Après bien des tours et détours, la Reine Eren était enfin parvenue à Pierremoutiers. Après avoir passé des mois en trajets vers l’Ouest, vers les Iles de Fer, puis le Conflans et désormais les enclaves loyalistes du sud du territoire jadis aux mains des Hoare, Eren était enfin à destination. La jeune reine du Bief, dernière représentante légitime de sa lignée, avait déjà rallié à son commandement les maisons continentales qui refusaient toujours la mainmise de l’Empire, via leurs pantins supposés Tully.
L’accueil réservé à la Reine du Bief fut chaleureux, mais peu démonstratif. En effet, l’essentiel des hommes, nobles ou roturiers, était toujours mobilisé sous la bannière de leurs maisons et intégrées dans les armées qui combattaient toujours l’ennemi impérial dans le nord du pays. La Reine fut toutefois célébrée avec respect et déférence, et tint après le banquet d’accueil à visiter les ouvrages de Pierremoutiers. Il s’agissait ni plus ni moins de la dernière ville d’importance qui n’avait été conquise ou ralliée par l’Empire, même si Blanetree et Atranta restaient elles aussi féales, elles étaient de moindre envergure. C’était de Pierremoutiers justement que feu le Roi Yoren, demi-frère de la Reine, avait rassemblé ses forces. Il était monté vers le nord pour y rencontrer son destin au cours d’une brève campagne-éclair qui lui avait permis de reprendre plusieurs places-fortes au sud de Vivesaigues avant de tout perdre à Aubray ; son armée, son héritier à venir, et jusque sa vie.
Eren prit finalement la parole, après les libations et les festivités en son honneur. Elle expliqua à tous son point de vue sur la situation. Le Royaume du Sel et du Roc n’existait plus, depuis la mort des Hoare, et la spoliation de son trône par une assemblée veule et corrompue, manipulée par les ambitieux et les intrigantes. Elle ramenait une armée des îles. Mais en son nom propre. Et réclamait l’allégeance de ces seigneurs qui furent ceux de son père, de ses frères, et qui seraient ses bannerets, ses premiers, dans la reconquête d’un royaume qui n’aurait nulle autre pareille. Elle promit d’intégrer ces hauts seigneurs riverains au conseil du Royaume, et de faire évoluer blason et devise Hightower pour mieux représenter la diversité de la couronne.
Les seigneurs présents lui étaient acquis. Beaucoup la craignaient ; ils se rappellaient de ses campagnes de jeunesse. La mise au pas de la Néra et de ses côtes par ses boutres, déboulant du Trident. La mise à sac de Dorne, et plusieurs campagnes sur le Bief. Ils savent aussi qu’elle est leur seul espoir. Abandonnés par les fer-nés qui ont fait défaut au Roi Yoren, l’abandonnant au milieu du Conflans sans lui porter assistance, personne n’est venu à leur aide, ni l’Ouest, ni le Val… Personne, sauf le Bief de la dernière des Hoare.

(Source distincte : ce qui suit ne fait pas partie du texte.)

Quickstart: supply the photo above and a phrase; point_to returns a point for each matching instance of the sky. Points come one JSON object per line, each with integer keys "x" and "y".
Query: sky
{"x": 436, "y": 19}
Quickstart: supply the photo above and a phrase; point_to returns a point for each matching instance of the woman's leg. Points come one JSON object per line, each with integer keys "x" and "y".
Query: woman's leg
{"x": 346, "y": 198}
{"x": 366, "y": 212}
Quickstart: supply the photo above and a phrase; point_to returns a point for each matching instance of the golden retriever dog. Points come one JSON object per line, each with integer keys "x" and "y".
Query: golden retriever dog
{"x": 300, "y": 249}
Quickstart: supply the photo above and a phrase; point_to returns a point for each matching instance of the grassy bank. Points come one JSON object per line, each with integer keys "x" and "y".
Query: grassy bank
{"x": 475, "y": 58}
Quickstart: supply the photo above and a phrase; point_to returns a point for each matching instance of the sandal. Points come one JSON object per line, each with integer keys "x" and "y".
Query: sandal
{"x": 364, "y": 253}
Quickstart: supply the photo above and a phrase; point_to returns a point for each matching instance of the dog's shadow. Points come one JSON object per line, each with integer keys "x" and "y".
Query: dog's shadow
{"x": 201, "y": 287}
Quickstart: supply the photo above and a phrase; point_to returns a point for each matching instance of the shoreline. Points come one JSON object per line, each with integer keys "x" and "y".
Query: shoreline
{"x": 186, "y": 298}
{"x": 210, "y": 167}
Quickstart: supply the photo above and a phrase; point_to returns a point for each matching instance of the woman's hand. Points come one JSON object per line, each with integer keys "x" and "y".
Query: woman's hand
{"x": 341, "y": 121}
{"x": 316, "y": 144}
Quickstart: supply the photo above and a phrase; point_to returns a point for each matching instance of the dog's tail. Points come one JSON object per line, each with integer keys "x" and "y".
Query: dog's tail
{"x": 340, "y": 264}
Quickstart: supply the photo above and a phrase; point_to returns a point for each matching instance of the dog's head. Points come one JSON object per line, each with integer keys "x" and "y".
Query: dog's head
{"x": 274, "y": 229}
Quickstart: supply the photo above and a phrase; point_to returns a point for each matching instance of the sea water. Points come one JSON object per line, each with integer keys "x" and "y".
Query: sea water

Eren Hightower fit signer un traité de rattachement de Pierremoutiers, Atranta et Blanetree au Royaume du Bief. Officiellement, la province venait de se détacher de la couronne des Iles de Fer, et de son Roi Tormund Timbal. Si les fer-nés avaient abandonné la région voici des mois, et ne cherchaient guère à la défendre, l’endroit restait théoriquement rattaché à la couronne…
Comment le Roi Tormund allait-il prendre ce nouvel affront ? Eren était partie des Etats Généraux, revancharde, avec des boutres et des centaines de volontaires. Et voilà qu’elle s’arrogeait des terres en supplément, au nom de la légitimité de son nom.
Les fer-nés ne comptaient pas se faire de cadeaux entre eux.